Furthermore, when I opened the back to check the lens and bellows I discovered an ancient colour film. The Selfix 16-20 dates from around 1950 so I was intrigued to discover if it might be possible to find any images and if so whether we could work out where and when they might have been taken.
Here’s one of the images. Or rather two of the images – as it’s an accidental double exposure. And you don’t need to be Hank Shrader or Saga Noren to deduce that they were taken at Lands End, the most westerly point of Cornwall, England on Sunday, 20 August 1978.
So the camera was working 43 years ago after nearly 30 years of service. Would it work for me now that it was over 70 years old and had clearly been untouched and unloved since John Travolta and Olivia Newton-John were topping the charts with You’re the one that I want?

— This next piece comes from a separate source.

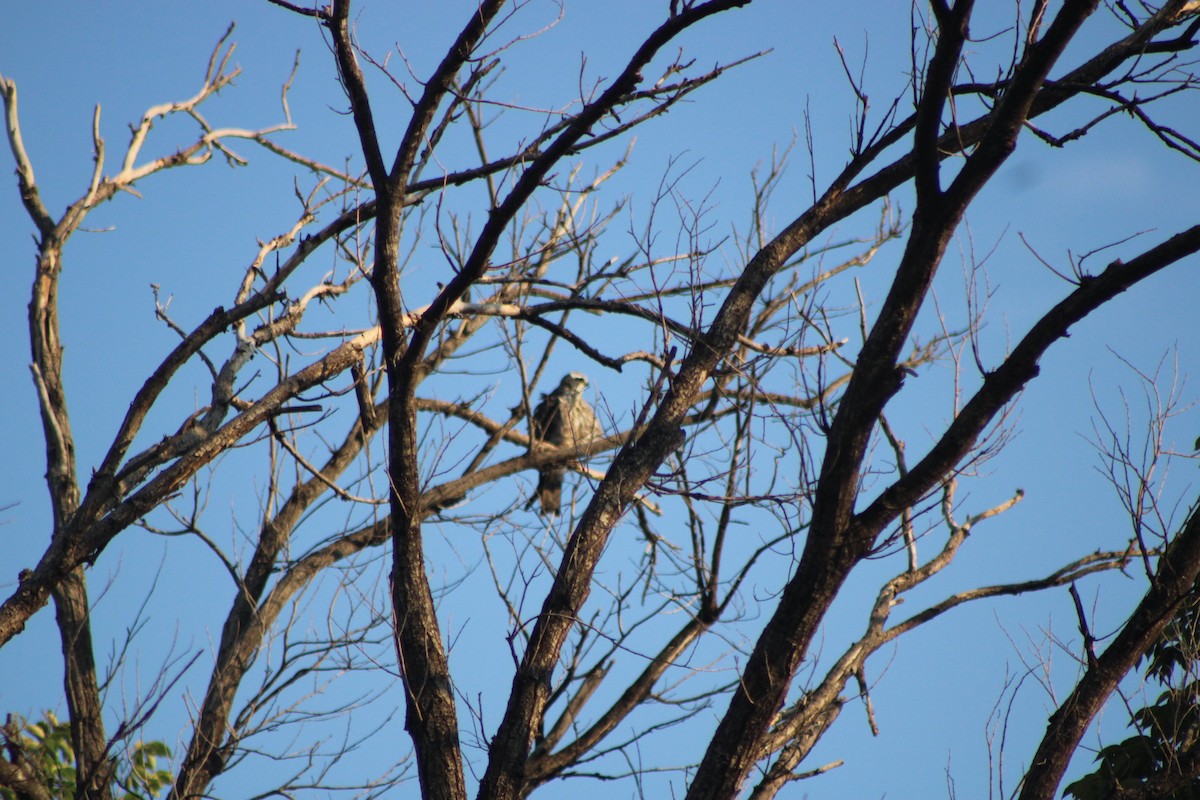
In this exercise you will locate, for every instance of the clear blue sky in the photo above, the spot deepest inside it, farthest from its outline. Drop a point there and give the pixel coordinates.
(193, 230)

Well, I loaded it with a roll of Kodak Portra 160 and took it for a walk along the river Cam from my home in Cambridge, England on a sultry July afternoon. And here are four of the frames I took exactly as they came out of the camera.
I love the size and shape of the negatives which are ~45 x 60mm or just over three times the area of a standard 24mm x 35mm negative. You get 16 frames on a standard roll of medium format film.
And the quality of the lens seems excellent. Here’s a detail from the image above.
The camera is a bit fiddly to handle and certainly doesn’t have the robust build quality of my Zeiss Ikon Nettar which I guess would have been a competitor. The most ridiculous design flaw is that the lever for setting the aperture catches on the body of the camera when you open the bellows. Another quirk is that owing to the direction the film is wound, images are portrait-orientated when you hold the camera horizontally.
Sadly, I read that Ross Ensign stopped manufacturing in 1961 having devoted their research budget to medium-format folding cameras as they had underestimated the consumer swing towards 35mm. A rather English story…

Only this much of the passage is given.